“I spent my childhood on Medicaid, and Trump’s plan to roll it back is disastrous”

That is the name of this essay by consumer columnist Michelle Singletary. Here is an excerpt:

When my siblings and I went to live with my grandmother, we were a sickly bunch. There were five of us. … I was 4. .. We were all undernourished. My brother Mitchell had seizures almost every night. He would lose consciousness and thrash about so much that he would wake up his twin, with whom he shared a bed.  . . .  [He needed regular treatment and medication.] My younger sister had a severe case of eczema. She scratched so much that she had dry ashen patches all over her legs and arms. She also had food allergies and asthma. And I had juvenile rheumatoid arthritis. Walking was difficult. At one point, the joint pain in my legs was so excruciating that I crumbled to the ground during recess as I tried to cross the schoolyard. I spent a summer in the hospital getting physical therapy. After my grandmother took us in, she applied for medical assistance through Medicaid. It was the only thing she ever asked for from the state. With five grandchildren to care for and only a low-wage nursing aide job, she could have gotten financial assistance.

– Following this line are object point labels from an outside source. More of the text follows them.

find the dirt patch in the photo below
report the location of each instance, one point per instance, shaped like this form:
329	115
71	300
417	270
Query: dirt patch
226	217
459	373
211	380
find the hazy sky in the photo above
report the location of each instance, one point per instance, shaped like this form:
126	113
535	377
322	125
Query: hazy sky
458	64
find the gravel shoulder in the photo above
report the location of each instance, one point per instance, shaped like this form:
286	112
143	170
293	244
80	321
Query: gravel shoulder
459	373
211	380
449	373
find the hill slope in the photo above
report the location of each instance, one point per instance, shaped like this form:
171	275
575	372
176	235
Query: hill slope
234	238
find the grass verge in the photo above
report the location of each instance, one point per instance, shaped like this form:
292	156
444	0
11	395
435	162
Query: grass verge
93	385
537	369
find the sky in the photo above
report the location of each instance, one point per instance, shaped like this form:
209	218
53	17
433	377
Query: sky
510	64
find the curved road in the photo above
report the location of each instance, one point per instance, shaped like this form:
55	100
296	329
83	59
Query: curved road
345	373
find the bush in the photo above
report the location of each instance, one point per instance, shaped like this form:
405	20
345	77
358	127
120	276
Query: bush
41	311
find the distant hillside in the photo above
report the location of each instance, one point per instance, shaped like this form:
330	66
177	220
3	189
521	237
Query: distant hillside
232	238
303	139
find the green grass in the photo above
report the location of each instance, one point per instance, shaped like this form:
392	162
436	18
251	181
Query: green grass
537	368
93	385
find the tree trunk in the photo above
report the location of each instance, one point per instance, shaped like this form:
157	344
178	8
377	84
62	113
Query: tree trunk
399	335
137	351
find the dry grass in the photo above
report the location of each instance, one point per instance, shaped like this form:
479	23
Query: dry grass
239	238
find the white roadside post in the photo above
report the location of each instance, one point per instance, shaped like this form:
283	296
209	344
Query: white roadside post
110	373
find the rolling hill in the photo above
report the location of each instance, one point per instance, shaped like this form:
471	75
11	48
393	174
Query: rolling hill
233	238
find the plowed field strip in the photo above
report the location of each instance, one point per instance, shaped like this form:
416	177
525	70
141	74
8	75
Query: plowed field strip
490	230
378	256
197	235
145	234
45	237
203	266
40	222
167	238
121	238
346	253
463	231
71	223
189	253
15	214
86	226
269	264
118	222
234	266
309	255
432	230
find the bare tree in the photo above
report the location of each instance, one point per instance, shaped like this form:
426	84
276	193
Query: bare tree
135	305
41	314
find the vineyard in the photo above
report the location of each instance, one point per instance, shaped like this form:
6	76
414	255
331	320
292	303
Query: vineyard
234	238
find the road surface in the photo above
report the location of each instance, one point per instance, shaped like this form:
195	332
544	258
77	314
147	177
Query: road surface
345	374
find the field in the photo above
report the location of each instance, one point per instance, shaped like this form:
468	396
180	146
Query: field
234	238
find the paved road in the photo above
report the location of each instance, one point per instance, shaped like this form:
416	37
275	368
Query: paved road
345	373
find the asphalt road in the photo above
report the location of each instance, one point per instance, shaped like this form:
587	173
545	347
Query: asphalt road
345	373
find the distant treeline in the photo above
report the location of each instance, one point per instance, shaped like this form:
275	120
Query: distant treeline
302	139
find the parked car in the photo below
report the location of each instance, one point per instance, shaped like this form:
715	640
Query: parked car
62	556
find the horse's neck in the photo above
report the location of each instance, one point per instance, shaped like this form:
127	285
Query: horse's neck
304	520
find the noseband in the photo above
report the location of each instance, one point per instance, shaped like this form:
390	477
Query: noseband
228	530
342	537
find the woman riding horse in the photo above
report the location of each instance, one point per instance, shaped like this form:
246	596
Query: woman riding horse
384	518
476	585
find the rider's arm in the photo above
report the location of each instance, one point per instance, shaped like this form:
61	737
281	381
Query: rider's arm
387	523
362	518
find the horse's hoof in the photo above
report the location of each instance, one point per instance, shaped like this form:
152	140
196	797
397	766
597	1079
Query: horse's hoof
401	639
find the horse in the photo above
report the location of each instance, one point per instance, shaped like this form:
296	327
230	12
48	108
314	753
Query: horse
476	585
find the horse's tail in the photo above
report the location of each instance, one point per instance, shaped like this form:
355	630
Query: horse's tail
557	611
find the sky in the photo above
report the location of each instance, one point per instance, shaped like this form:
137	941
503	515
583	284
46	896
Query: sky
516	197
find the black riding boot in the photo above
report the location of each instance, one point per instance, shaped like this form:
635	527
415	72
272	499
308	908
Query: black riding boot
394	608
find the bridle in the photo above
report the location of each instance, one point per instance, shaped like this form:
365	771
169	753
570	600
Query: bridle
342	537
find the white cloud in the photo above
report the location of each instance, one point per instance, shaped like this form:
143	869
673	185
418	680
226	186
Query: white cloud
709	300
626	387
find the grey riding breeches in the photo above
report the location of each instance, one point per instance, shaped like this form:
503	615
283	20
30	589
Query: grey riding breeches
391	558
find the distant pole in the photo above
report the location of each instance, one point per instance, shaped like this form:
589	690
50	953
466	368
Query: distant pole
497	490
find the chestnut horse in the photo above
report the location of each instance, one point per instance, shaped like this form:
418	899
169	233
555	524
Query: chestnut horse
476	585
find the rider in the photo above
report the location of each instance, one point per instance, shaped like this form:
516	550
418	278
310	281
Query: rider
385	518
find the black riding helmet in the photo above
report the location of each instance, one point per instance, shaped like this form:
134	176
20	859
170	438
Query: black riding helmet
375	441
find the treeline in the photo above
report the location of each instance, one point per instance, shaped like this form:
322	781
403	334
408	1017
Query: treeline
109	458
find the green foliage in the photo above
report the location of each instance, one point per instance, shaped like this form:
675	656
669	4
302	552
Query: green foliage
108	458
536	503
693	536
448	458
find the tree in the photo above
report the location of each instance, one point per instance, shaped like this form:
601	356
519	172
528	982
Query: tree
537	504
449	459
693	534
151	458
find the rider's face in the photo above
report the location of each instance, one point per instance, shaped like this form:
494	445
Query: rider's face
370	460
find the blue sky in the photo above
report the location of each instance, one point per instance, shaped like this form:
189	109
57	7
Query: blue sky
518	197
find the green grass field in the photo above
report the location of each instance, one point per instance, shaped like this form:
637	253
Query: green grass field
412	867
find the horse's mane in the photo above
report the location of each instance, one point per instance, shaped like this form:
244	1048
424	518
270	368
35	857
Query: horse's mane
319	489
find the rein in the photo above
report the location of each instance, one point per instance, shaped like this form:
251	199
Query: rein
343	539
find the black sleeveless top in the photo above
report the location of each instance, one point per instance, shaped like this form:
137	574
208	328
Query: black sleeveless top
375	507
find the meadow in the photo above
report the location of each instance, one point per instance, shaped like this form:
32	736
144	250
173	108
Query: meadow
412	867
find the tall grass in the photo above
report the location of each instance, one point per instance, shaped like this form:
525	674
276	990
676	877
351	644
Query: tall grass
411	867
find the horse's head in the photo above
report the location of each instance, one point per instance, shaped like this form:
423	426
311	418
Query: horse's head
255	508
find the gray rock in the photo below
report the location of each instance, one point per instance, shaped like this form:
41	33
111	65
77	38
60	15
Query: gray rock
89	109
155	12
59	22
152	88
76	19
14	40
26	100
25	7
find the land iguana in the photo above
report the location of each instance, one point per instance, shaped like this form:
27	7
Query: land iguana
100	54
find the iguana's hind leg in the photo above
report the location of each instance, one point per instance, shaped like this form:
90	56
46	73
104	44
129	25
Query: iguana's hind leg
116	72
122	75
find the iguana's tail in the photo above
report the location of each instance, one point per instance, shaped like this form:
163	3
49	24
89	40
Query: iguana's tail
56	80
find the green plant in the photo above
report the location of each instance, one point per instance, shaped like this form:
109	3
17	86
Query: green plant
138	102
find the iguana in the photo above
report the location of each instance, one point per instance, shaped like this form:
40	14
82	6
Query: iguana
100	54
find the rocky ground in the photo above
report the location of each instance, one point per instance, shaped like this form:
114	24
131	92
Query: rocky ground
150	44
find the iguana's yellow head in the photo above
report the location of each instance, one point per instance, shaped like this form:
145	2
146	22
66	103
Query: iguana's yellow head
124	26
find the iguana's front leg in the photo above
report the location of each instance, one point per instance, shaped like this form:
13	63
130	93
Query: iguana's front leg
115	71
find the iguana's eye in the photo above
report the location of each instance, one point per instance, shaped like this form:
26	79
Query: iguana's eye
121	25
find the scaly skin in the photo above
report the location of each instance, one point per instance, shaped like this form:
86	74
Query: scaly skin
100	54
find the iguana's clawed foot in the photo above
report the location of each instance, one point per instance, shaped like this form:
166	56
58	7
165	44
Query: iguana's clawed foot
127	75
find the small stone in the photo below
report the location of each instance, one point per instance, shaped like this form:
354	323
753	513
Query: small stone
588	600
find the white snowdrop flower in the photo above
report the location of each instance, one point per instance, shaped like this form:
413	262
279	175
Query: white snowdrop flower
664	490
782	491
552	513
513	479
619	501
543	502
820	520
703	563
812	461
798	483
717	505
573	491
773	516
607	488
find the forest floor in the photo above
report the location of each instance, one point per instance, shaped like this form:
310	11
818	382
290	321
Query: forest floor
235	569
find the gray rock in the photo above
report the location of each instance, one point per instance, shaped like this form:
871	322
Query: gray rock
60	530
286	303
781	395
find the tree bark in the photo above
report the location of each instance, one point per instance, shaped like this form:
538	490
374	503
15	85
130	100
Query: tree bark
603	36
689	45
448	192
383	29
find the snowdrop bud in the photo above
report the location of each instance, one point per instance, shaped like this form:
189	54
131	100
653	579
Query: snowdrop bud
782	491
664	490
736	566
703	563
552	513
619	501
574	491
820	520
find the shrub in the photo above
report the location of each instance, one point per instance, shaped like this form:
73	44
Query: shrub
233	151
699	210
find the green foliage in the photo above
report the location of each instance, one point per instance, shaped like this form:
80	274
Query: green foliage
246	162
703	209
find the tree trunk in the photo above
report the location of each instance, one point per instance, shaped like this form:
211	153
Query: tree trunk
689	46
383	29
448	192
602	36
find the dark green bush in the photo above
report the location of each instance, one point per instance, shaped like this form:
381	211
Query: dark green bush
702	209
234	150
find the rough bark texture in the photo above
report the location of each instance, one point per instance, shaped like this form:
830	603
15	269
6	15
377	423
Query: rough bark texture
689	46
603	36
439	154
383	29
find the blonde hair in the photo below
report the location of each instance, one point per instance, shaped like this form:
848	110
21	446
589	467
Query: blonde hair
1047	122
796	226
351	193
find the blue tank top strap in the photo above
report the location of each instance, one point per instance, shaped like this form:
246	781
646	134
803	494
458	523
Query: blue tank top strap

But Big Mama refused the money. “No, I only want the medical insurance,” she recalled telling the social worker. * *  * The nonpartisan Congressional Budget Office estimates that the Republican plan for replacing Obamacare, which expanded Medicaid, would result in a reduction of $880 billion in federal outlays for the program. That figure represents millions of Americans — including children — without health coverage who will suffer. It’s Mitchell. It’s my younger sister. It’s me.